Iniciamos un recuadro de tipo vocacional. Está abierto a todos los carmelitas, hombres y mujeres, que han sentido el dardo de fuego de la vocación en lo intimo del corazón, y quieren hacernos partícipes de su llamada. Somos conscientes de que no somos los primeros ni seremos los últimos. El río de la historia del Carmelo tiene su manantial “junto a la fuente de Elías” en la montaña del Carmelo. Lleva corriendo la friolera de ocho siglos. Hoy la respuesta nos llega de una carmelita.
Mi nombre es Ana Leonor Bernabela. Nací en SANLÚCAR LA MAYOR (Sevilla). Hemos sido ocho hermanos. Llevo 43 años en las Monjas Carmelitas de UTRERA (Sevilla). Era de chiquilla más alegre que unas castañuelas. Mis hermanos decían que iba para artista porque me gustaba participar en todos los teatros que se montaban en el colegio. Hasta que un buen día me topé con Santa Teresita, que con 24 años la habían proclamado Patrona de las Misiones. Me preguntaba: ¿artista o monja?

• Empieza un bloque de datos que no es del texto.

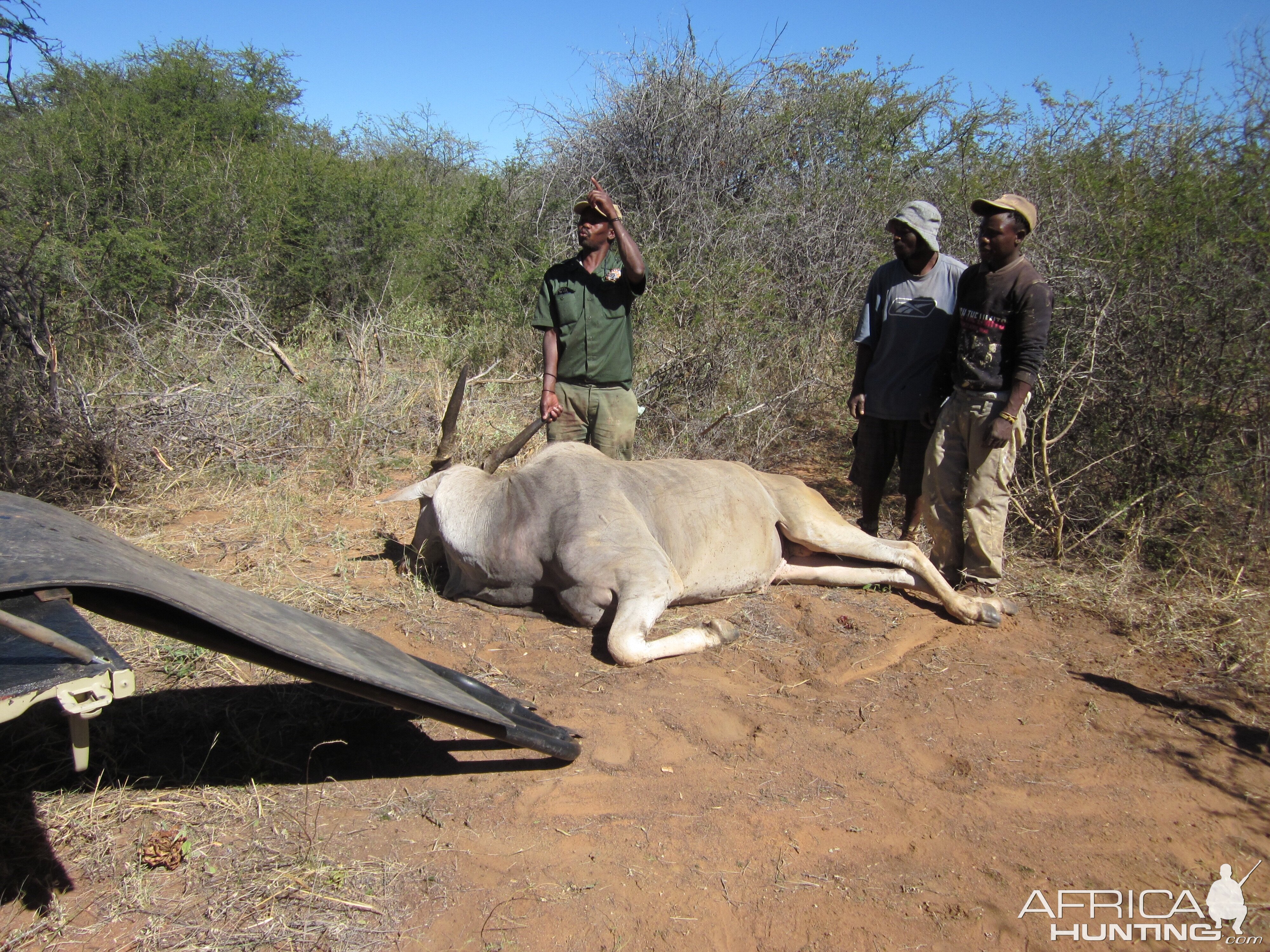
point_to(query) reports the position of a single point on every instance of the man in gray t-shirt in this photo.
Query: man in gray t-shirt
(904, 326)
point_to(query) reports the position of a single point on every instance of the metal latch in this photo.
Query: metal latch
(82, 703)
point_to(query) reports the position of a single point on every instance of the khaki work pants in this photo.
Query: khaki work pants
(603, 417)
(966, 483)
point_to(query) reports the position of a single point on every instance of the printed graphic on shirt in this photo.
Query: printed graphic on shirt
(912, 308)
(980, 345)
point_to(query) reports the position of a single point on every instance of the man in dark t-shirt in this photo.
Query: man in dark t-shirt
(904, 326)
(987, 370)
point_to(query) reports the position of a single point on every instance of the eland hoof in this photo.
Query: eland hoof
(727, 631)
(990, 616)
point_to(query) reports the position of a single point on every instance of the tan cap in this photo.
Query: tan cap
(582, 205)
(1009, 202)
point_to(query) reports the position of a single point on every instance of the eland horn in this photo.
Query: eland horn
(509, 450)
(445, 449)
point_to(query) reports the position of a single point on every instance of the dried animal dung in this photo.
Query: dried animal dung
(163, 849)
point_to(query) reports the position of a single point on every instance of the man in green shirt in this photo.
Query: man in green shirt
(585, 314)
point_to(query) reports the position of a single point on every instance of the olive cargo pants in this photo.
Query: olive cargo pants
(967, 483)
(603, 417)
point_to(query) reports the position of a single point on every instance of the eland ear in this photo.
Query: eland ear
(416, 491)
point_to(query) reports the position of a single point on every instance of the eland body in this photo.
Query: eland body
(618, 543)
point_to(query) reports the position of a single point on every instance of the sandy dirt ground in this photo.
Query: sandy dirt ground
(857, 774)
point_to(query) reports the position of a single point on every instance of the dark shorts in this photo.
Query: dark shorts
(879, 442)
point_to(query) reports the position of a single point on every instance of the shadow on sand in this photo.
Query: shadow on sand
(285, 734)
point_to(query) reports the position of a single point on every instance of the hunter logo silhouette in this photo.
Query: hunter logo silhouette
(1226, 899)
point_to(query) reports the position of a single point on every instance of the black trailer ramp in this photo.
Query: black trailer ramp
(44, 548)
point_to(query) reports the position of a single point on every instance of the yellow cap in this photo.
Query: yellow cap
(1009, 202)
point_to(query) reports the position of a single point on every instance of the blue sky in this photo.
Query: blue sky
(474, 63)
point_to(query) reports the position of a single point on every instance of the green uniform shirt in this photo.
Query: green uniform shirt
(592, 317)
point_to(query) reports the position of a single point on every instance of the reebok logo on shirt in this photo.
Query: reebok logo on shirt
(912, 308)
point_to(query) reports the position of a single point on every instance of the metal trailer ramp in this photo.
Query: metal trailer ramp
(44, 548)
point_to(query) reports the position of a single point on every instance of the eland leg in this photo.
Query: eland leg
(810, 521)
(636, 618)
(628, 638)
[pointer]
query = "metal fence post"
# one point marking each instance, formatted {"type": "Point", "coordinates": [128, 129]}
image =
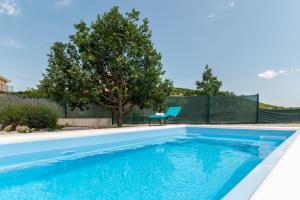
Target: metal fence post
{"type": "Point", "coordinates": [112, 117]}
{"type": "Point", "coordinates": [257, 108]}
{"type": "Point", "coordinates": [65, 107]}
{"type": "Point", "coordinates": [208, 109]}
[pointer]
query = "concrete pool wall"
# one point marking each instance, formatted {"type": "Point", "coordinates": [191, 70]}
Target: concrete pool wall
{"type": "Point", "coordinates": [266, 178]}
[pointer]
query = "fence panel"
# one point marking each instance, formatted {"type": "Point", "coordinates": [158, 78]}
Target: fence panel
{"type": "Point", "coordinates": [233, 109]}
{"type": "Point", "coordinates": [195, 110]}
{"type": "Point", "coordinates": [279, 116]}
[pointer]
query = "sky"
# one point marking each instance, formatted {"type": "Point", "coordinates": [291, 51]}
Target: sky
{"type": "Point", "coordinates": [253, 46]}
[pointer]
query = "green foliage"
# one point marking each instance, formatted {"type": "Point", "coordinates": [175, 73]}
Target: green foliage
{"type": "Point", "coordinates": [30, 93]}
{"type": "Point", "coordinates": [111, 62]}
{"type": "Point", "coordinates": [210, 85]}
{"type": "Point", "coordinates": [35, 113]}
{"type": "Point", "coordinates": [185, 92]}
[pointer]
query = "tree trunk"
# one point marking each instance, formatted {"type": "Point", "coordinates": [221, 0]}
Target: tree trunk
{"type": "Point", "coordinates": [120, 115]}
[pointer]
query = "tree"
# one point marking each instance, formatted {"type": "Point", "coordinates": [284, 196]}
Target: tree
{"type": "Point", "coordinates": [112, 63]}
{"type": "Point", "coordinates": [210, 85]}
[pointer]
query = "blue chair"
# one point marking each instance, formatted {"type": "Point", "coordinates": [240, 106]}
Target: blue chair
{"type": "Point", "coordinates": [172, 113]}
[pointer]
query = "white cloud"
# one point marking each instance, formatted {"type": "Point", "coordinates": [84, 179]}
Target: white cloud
{"type": "Point", "coordinates": [211, 15]}
{"type": "Point", "coordinates": [230, 4]}
{"type": "Point", "coordinates": [9, 7]}
{"type": "Point", "coordinates": [269, 74]}
{"type": "Point", "coordinates": [10, 42]}
{"type": "Point", "coordinates": [223, 5]}
{"type": "Point", "coordinates": [63, 2]}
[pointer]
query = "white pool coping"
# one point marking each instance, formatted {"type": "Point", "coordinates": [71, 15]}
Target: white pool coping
{"type": "Point", "coordinates": [283, 182]}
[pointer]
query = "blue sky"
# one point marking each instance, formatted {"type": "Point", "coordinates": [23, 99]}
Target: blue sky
{"type": "Point", "coordinates": [253, 46]}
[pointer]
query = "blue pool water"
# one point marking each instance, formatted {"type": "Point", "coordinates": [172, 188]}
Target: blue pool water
{"type": "Point", "coordinates": [195, 166]}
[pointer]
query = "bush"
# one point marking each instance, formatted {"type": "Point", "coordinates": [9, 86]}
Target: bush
{"type": "Point", "coordinates": [34, 113]}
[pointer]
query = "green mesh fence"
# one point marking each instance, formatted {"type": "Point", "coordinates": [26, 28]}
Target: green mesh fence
{"type": "Point", "coordinates": [233, 109]}
{"type": "Point", "coordinates": [93, 111]}
{"type": "Point", "coordinates": [205, 110]}
{"type": "Point", "coordinates": [195, 110]}
{"type": "Point", "coordinates": [279, 116]}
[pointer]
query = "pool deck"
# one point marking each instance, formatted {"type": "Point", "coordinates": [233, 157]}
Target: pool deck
{"type": "Point", "coordinates": [282, 183]}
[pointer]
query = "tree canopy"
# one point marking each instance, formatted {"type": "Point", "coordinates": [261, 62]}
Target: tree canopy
{"type": "Point", "coordinates": [111, 62]}
{"type": "Point", "coordinates": [209, 85]}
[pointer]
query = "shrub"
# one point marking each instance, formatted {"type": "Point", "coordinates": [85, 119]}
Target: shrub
{"type": "Point", "coordinates": [34, 113]}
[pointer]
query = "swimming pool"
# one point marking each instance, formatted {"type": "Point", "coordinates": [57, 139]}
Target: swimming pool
{"type": "Point", "coordinates": [183, 162]}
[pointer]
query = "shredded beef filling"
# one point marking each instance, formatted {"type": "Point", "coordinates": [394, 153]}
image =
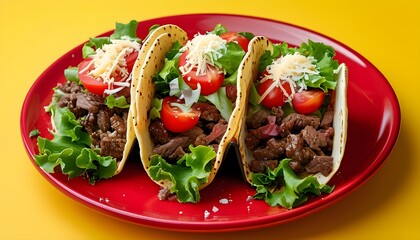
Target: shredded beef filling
{"type": "Point", "coordinates": [209, 132]}
{"type": "Point", "coordinates": [106, 126]}
{"type": "Point", "coordinates": [306, 140]}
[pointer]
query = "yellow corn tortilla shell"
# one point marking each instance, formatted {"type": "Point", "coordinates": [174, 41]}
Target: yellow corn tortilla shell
{"type": "Point", "coordinates": [153, 63]}
{"type": "Point", "coordinates": [256, 49]}
{"type": "Point", "coordinates": [130, 135]}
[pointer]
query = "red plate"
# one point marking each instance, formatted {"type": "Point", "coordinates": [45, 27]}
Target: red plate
{"type": "Point", "coordinates": [374, 122]}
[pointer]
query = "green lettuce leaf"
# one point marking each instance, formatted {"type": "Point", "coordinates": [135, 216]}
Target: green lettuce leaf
{"type": "Point", "coordinates": [70, 149]}
{"type": "Point", "coordinates": [324, 62]}
{"type": "Point", "coordinates": [72, 74]}
{"type": "Point", "coordinates": [231, 59]}
{"type": "Point", "coordinates": [222, 102]}
{"type": "Point", "coordinates": [168, 73]}
{"type": "Point", "coordinates": [119, 102]}
{"type": "Point", "coordinates": [187, 174]}
{"type": "Point", "coordinates": [155, 108]}
{"type": "Point", "coordinates": [282, 187]}
{"type": "Point", "coordinates": [129, 30]}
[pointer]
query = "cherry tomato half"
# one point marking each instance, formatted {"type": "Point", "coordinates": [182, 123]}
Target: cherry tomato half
{"type": "Point", "coordinates": [174, 119]}
{"type": "Point", "coordinates": [210, 82]}
{"type": "Point", "coordinates": [308, 101]}
{"type": "Point", "coordinates": [276, 97]}
{"type": "Point", "coordinates": [235, 37]}
{"type": "Point", "coordinates": [96, 86]}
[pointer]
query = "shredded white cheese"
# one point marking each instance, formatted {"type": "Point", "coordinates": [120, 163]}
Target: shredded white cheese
{"type": "Point", "coordinates": [290, 68]}
{"type": "Point", "coordinates": [109, 61]}
{"type": "Point", "coordinates": [203, 50]}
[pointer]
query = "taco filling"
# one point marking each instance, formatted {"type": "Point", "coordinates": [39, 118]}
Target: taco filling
{"type": "Point", "coordinates": [195, 96]}
{"type": "Point", "coordinates": [289, 130]}
{"type": "Point", "coordinates": [90, 111]}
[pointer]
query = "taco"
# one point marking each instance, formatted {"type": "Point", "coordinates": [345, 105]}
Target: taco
{"type": "Point", "coordinates": [92, 112]}
{"type": "Point", "coordinates": [294, 120]}
{"type": "Point", "coordinates": [186, 107]}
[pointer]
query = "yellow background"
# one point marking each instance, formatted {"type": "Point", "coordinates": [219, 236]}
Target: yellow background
{"type": "Point", "coordinates": [34, 34]}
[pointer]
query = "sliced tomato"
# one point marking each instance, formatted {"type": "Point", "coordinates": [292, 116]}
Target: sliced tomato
{"type": "Point", "coordinates": [210, 82]}
{"type": "Point", "coordinates": [174, 119]}
{"type": "Point", "coordinates": [235, 37]}
{"type": "Point", "coordinates": [276, 97]}
{"type": "Point", "coordinates": [97, 86]}
{"type": "Point", "coordinates": [308, 101]}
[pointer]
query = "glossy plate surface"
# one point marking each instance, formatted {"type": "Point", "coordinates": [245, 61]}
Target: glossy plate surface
{"type": "Point", "coordinates": [373, 127]}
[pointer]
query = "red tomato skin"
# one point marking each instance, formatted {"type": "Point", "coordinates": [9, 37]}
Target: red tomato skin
{"type": "Point", "coordinates": [276, 97]}
{"type": "Point", "coordinates": [308, 101]}
{"type": "Point", "coordinates": [210, 83]}
{"type": "Point", "coordinates": [174, 119]}
{"type": "Point", "coordinates": [234, 37]}
{"type": "Point", "coordinates": [97, 86]}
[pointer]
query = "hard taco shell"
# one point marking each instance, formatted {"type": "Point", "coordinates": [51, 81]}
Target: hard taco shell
{"type": "Point", "coordinates": [256, 49]}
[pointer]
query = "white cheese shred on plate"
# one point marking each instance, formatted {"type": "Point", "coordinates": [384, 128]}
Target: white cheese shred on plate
{"type": "Point", "coordinates": [109, 61]}
{"type": "Point", "coordinates": [203, 50]}
{"type": "Point", "coordinates": [290, 68]}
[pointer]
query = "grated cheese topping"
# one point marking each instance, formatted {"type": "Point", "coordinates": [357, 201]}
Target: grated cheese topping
{"type": "Point", "coordinates": [203, 50]}
{"type": "Point", "coordinates": [290, 68]}
{"type": "Point", "coordinates": [109, 62]}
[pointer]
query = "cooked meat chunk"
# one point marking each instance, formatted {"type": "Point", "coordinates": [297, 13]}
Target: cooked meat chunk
{"type": "Point", "coordinates": [322, 164]}
{"type": "Point", "coordinates": [261, 166]}
{"type": "Point", "coordinates": [158, 132]}
{"type": "Point", "coordinates": [112, 145]}
{"type": "Point", "coordinates": [327, 119]}
{"type": "Point", "coordinates": [103, 119]}
{"type": "Point", "coordinates": [107, 127]}
{"type": "Point", "coordinates": [258, 119]}
{"type": "Point", "coordinates": [208, 111]}
{"type": "Point", "coordinates": [118, 124]}
{"type": "Point", "coordinates": [317, 139]}
{"type": "Point", "coordinates": [273, 150]}
{"type": "Point", "coordinates": [166, 150]}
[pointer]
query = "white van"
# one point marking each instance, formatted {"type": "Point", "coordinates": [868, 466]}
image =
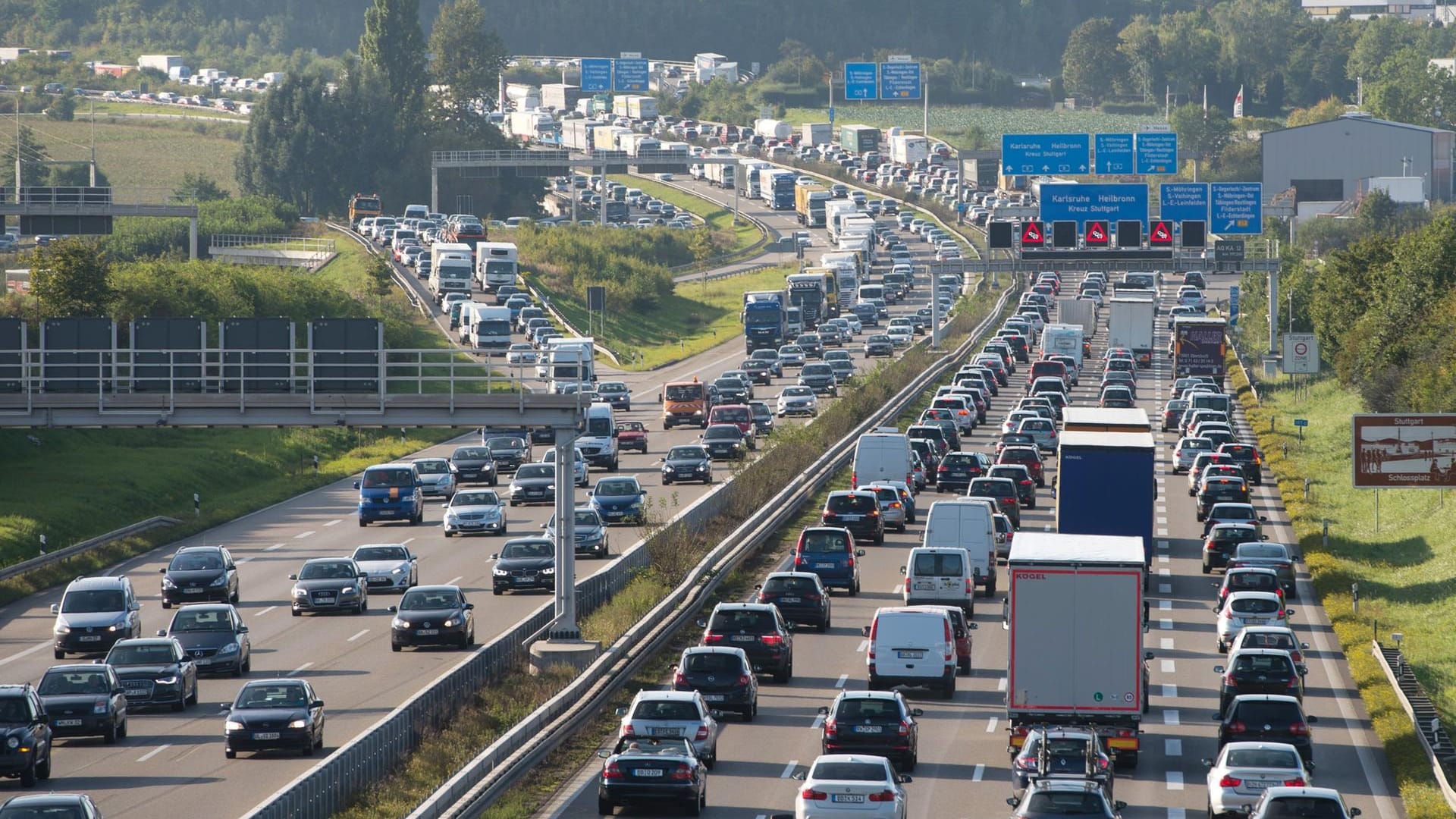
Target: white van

Pronto me vino la vocación. Fue un día en la procesión del Corpus en mi pueblo. Mi mirada se cruzó con la de Cristo en la Custodia. Nos miramos y nos comprometimos los dos. Lágrimas abundantes corrieron por mis mejillas. Os lo digo de verdad. No me cambio por nadie. He hecho de cantora. El Señor me dio la garganta de un jilguero. Me gustan mucho las flores. He sido muy feliz. ¡Felicísima! Joven que me lees, si Dios te llama, sé valiente. Merece la pena entregarse a Cristo en favor de la Iglesia y del mundo entero.
ANA LEONOR BERNABELA, Carmelita.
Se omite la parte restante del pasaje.